The present study uses haplotypes describing the total common variation of the C-reactive protein gene. So far, two other studies have used this approach. First, Carlson et al.¹⁴ defined all common genetic variation across the C-reactive protein gene region by resequencing the region in a multiethnic variation discovery panel (24 African–Americans and 23 European–Americans), and selected SNPs for genotyping in a larger panel (CARDIA study), in which associations between common haplotypes and C-reactive protein levels were investigated. Carlson et al. used a population that was partly of European descent and partly of African descent, and used all haplotypes that occur in these populations. We used a population of European descent; therefore, the studies are not strictly comparable. In approximation, Carlson et al.'s haplotypes 4, 5, and 7 concur with our haplotypes 3, 2, and 4, respectively, and Carlson et al.'s haplotype 1 and 2 taken together concur with our haplotype 1. Remaining haplotypes in the Carlson et al. study were only present in African–Americans. Carlson et al. found that their haplotypes 5 and 7 were associated with high C-reactive protein levels, haplotype 1 and 2 with the lowest levels, and haplotype 4 with intermediate levels. These results are in agreement with ours. Furthermore, Carlson et al. did a promoter transcriptional analysis of the C-reactive protein gene, which suggested that the C-reactive protein haplotype–phenotype associations are at least partially attributable to functional changes at promoter sites rs3093062 (SNP 1421 in their paper) and rs3091244 (SNP 1440 in their paper).
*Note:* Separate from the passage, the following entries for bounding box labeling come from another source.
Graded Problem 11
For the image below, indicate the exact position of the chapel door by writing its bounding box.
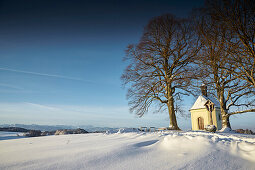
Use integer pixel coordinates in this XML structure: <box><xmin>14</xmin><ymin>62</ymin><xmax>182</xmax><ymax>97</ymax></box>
<box><xmin>198</xmin><ymin>117</ymin><xmax>204</xmax><ymax>130</ymax></box>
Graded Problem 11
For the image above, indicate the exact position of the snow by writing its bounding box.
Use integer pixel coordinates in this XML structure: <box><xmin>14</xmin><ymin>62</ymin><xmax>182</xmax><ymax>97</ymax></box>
<box><xmin>190</xmin><ymin>95</ymin><xmax>220</xmax><ymax>110</ymax></box>
<box><xmin>0</xmin><ymin>129</ymin><xmax>255</xmax><ymax>170</ymax></box>
<box><xmin>0</xmin><ymin>131</ymin><xmax>25</xmax><ymax>140</ymax></box>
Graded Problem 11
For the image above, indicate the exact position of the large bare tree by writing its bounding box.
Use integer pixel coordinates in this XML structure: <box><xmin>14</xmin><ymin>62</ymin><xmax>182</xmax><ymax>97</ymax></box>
<box><xmin>193</xmin><ymin>3</ymin><xmax>255</xmax><ymax>128</ymax></box>
<box><xmin>122</xmin><ymin>14</ymin><xmax>198</xmax><ymax>130</ymax></box>
<box><xmin>206</xmin><ymin>0</ymin><xmax>255</xmax><ymax>89</ymax></box>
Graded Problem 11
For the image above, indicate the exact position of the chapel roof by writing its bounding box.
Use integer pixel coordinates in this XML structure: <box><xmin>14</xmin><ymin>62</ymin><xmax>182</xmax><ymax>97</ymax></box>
<box><xmin>190</xmin><ymin>95</ymin><xmax>220</xmax><ymax>110</ymax></box>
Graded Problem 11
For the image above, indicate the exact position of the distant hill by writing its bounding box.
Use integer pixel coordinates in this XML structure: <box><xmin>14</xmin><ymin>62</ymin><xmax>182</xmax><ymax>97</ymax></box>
<box><xmin>0</xmin><ymin>124</ymin><xmax>119</xmax><ymax>132</ymax></box>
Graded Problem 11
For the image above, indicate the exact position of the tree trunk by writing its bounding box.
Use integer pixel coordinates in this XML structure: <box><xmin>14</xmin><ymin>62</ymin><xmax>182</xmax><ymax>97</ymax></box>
<box><xmin>219</xmin><ymin>90</ymin><xmax>231</xmax><ymax>129</ymax></box>
<box><xmin>221</xmin><ymin>109</ymin><xmax>231</xmax><ymax>129</ymax></box>
<box><xmin>167</xmin><ymin>96</ymin><xmax>180</xmax><ymax>130</ymax></box>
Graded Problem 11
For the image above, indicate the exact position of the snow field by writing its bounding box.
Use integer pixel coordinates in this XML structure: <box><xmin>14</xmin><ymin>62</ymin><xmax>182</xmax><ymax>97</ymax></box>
<box><xmin>0</xmin><ymin>130</ymin><xmax>255</xmax><ymax>170</ymax></box>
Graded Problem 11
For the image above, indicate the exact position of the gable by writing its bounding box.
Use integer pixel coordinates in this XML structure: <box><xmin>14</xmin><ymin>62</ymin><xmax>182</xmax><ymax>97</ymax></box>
<box><xmin>190</xmin><ymin>95</ymin><xmax>220</xmax><ymax>110</ymax></box>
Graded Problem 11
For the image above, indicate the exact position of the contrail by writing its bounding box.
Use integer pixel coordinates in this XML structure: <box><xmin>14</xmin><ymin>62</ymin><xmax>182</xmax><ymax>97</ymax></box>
<box><xmin>0</xmin><ymin>67</ymin><xmax>92</xmax><ymax>83</ymax></box>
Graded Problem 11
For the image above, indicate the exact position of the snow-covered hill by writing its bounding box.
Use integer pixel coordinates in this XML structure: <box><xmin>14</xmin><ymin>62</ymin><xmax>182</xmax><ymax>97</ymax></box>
<box><xmin>0</xmin><ymin>131</ymin><xmax>255</xmax><ymax>170</ymax></box>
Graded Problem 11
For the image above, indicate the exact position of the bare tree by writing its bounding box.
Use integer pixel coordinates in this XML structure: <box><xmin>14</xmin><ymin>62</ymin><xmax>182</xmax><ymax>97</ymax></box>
<box><xmin>206</xmin><ymin>0</ymin><xmax>255</xmax><ymax>89</ymax></box>
<box><xmin>193</xmin><ymin>4</ymin><xmax>255</xmax><ymax>128</ymax></box>
<box><xmin>122</xmin><ymin>14</ymin><xmax>198</xmax><ymax>130</ymax></box>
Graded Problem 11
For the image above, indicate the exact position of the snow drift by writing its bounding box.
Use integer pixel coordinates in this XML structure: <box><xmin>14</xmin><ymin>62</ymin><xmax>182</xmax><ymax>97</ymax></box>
<box><xmin>0</xmin><ymin>129</ymin><xmax>255</xmax><ymax>170</ymax></box>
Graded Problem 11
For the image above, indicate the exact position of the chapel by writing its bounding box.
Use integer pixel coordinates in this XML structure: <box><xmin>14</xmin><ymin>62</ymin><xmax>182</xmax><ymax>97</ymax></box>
<box><xmin>190</xmin><ymin>85</ymin><xmax>222</xmax><ymax>130</ymax></box>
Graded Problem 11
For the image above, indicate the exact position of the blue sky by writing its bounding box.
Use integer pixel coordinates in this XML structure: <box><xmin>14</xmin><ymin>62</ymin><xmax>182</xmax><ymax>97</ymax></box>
<box><xmin>0</xmin><ymin>0</ymin><xmax>254</xmax><ymax>129</ymax></box>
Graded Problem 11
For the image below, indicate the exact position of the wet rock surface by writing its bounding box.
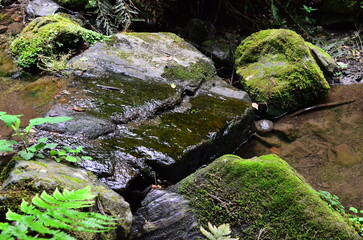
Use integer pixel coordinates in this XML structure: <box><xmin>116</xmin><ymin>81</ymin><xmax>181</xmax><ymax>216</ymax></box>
<box><xmin>132</xmin><ymin>189</ymin><xmax>202</xmax><ymax>240</ymax></box>
<box><xmin>235</xmin><ymin>29</ymin><xmax>329</xmax><ymax>117</ymax></box>
<box><xmin>41</xmin><ymin>33</ymin><xmax>254</xmax><ymax>192</ymax></box>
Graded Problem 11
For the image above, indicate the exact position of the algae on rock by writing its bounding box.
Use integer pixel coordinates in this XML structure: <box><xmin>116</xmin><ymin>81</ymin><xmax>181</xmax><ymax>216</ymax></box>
<box><xmin>235</xmin><ymin>29</ymin><xmax>329</xmax><ymax>116</ymax></box>
<box><xmin>11</xmin><ymin>14</ymin><xmax>107</xmax><ymax>69</ymax></box>
<box><xmin>175</xmin><ymin>155</ymin><xmax>360</xmax><ymax>240</ymax></box>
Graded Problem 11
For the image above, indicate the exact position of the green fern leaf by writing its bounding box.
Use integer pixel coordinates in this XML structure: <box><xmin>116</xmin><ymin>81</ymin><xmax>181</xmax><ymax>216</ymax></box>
<box><xmin>0</xmin><ymin>187</ymin><xmax>117</xmax><ymax>240</ymax></box>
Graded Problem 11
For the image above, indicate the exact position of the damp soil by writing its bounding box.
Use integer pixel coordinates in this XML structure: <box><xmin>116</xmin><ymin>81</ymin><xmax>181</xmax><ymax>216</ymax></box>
<box><xmin>236</xmin><ymin>84</ymin><xmax>363</xmax><ymax>209</ymax></box>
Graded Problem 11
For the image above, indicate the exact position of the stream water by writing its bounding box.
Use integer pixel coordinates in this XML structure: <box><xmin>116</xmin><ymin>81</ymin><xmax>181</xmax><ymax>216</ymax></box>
<box><xmin>0</xmin><ymin>21</ymin><xmax>363</xmax><ymax>214</ymax></box>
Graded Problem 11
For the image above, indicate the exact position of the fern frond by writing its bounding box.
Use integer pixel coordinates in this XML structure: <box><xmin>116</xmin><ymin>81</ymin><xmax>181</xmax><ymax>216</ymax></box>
<box><xmin>0</xmin><ymin>187</ymin><xmax>117</xmax><ymax>240</ymax></box>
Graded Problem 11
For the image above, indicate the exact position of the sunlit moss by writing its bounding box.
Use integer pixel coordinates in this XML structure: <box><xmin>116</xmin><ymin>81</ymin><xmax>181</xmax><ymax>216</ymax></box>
<box><xmin>177</xmin><ymin>155</ymin><xmax>359</xmax><ymax>240</ymax></box>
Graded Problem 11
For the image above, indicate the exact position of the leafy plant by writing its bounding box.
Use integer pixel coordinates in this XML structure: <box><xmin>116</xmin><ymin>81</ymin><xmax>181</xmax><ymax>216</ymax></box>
<box><xmin>0</xmin><ymin>187</ymin><xmax>117</xmax><ymax>240</ymax></box>
<box><xmin>200</xmin><ymin>223</ymin><xmax>238</xmax><ymax>240</ymax></box>
<box><xmin>317</xmin><ymin>191</ymin><xmax>345</xmax><ymax>213</ymax></box>
<box><xmin>89</xmin><ymin>0</ymin><xmax>138</xmax><ymax>35</ymax></box>
<box><xmin>349</xmin><ymin>207</ymin><xmax>363</xmax><ymax>235</ymax></box>
<box><xmin>49</xmin><ymin>146</ymin><xmax>92</xmax><ymax>162</ymax></box>
<box><xmin>0</xmin><ymin>112</ymin><xmax>76</xmax><ymax>160</ymax></box>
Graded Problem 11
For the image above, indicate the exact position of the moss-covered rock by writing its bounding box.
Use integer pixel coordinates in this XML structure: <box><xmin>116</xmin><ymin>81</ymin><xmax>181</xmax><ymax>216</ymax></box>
<box><xmin>235</xmin><ymin>29</ymin><xmax>329</xmax><ymax>116</ymax></box>
<box><xmin>320</xmin><ymin>0</ymin><xmax>360</xmax><ymax>14</ymax></box>
<box><xmin>11</xmin><ymin>14</ymin><xmax>106</xmax><ymax>69</ymax></box>
<box><xmin>176</xmin><ymin>155</ymin><xmax>360</xmax><ymax>240</ymax></box>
Secondly, Miller et al.¹⁵ resequenced 192 individuals to ascertain a comprehensive set of common variants in the C-reactive protein gene, studied their association with C-reactive protein level in (subsets of) three cohorts, and also studied their association with myocardial infarction or ischaemic stroke in a nested case–control study within the Physicians' Health Study cohort. Interestingly, after resequencing this large number of individuals, Miller et al. found a haplotype pattern similar to the pattern of Seattle SNPs. Miller et al.'s haplotypes 1, 2, and 5 concur with haplotypes 3, 2, and 4 in our study, respectively. There were only two minor differences: Miller et al.'s haplotypes 3 and 4 together constitute our haplotype 1, and we did not determine Miller et al.'s haplotype 6, but the mean frequency of this haplotype was only 2.1%.¹⁵ Miller et al.'s haplotypes 2 and 5 were associated with higher C-reactive protein levels and haplotypes 3 and 4 with lower C-reactive protein levels; these results are again in agreement with ours. Also, Miller et al. found that the minor allele of SNP rs2794521 was associated with reduced risk of atherothrombotic events. However, this SNP was associated with higher C-reactive protein level, so the association between the C-reactive protein variant and baseline C-reactive protein did not correlate with the effect of this variant on clinical cardiovascular events. We did not determine this SNP in our study. Our study has the advantage that we had data available on all cases and non-cases in a large, population-based cohort.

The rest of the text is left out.